Una quarta voce. Quella che aveva sperato di non udire quella serata. Una voce che gli aveva procurato
davvero tanto dolore e tristezza.

“Simon, che piacere! Come stai?” fu Liam a parlare, ed il suo tono denotava una gentilezza e una
educazione forzate e sforzate. Agli altri due ragazzi, a destra e a sinistra dell’amico, si creò sul volto un
sorriso falso. Era come se un pittore avesse preso due modelli tristi, impauriti e un po’ arrabbiati, e sulle
loro facce, lasciando perfettamente trasparire ciò che provavano, avesse alzato gli angoli della bocca.
Non si formarono fossette sulle guance di Harry.
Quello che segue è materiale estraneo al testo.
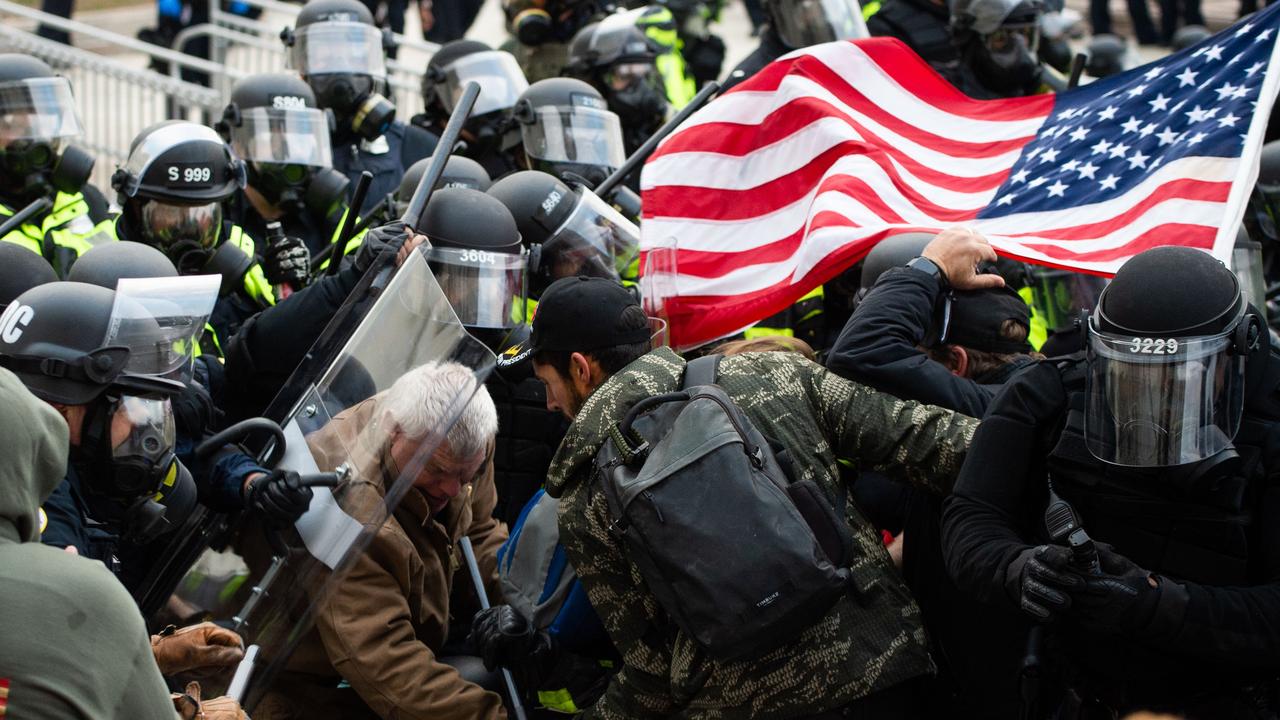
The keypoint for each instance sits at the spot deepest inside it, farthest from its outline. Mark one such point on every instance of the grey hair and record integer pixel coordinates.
(423, 399)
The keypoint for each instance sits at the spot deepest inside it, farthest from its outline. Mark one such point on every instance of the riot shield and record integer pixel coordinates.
(341, 427)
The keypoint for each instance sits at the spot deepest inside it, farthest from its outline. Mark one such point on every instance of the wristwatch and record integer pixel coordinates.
(929, 268)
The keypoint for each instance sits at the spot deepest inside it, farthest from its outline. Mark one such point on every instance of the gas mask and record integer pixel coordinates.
(127, 460)
(1006, 59)
(186, 233)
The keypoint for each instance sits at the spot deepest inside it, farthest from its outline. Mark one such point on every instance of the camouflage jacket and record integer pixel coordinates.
(871, 639)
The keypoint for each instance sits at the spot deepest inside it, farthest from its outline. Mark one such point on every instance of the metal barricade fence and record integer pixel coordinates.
(115, 99)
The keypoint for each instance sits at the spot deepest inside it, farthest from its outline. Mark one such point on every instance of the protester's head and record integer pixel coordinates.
(978, 332)
(585, 331)
(421, 402)
(768, 343)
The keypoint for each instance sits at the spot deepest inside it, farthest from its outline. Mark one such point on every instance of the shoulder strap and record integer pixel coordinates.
(702, 372)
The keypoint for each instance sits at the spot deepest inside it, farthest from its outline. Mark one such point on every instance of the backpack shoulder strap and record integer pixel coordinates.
(702, 372)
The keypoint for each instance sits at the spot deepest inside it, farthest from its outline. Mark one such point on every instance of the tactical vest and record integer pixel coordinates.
(1202, 531)
(659, 26)
(528, 437)
(62, 235)
(922, 28)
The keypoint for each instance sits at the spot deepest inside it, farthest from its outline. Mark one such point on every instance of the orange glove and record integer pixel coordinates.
(204, 648)
(191, 707)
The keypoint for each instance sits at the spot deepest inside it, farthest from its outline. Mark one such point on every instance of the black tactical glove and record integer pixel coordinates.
(287, 261)
(504, 638)
(280, 497)
(1123, 598)
(383, 238)
(1040, 580)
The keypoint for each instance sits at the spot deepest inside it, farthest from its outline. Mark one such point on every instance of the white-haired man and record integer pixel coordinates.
(378, 645)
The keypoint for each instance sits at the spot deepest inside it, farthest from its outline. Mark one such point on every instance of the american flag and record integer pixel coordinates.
(789, 180)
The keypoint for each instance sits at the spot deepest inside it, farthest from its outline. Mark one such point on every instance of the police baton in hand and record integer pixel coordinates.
(469, 555)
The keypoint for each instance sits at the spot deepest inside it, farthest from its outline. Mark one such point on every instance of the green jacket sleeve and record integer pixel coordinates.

“Alla grande! Sono tornato questa mattina da un piccolo viaggetto in Australia, dove mi avevano invitato
come ospite al programma che, onestamente, ho inventato io! E già che ero lì sono andato a incontrare i
vostri amichetti, come si chiamano? I 5 second of summer, beh, direi che loro, al contrario vostro che siete
diventati cantanti solisti, se la passano bene.”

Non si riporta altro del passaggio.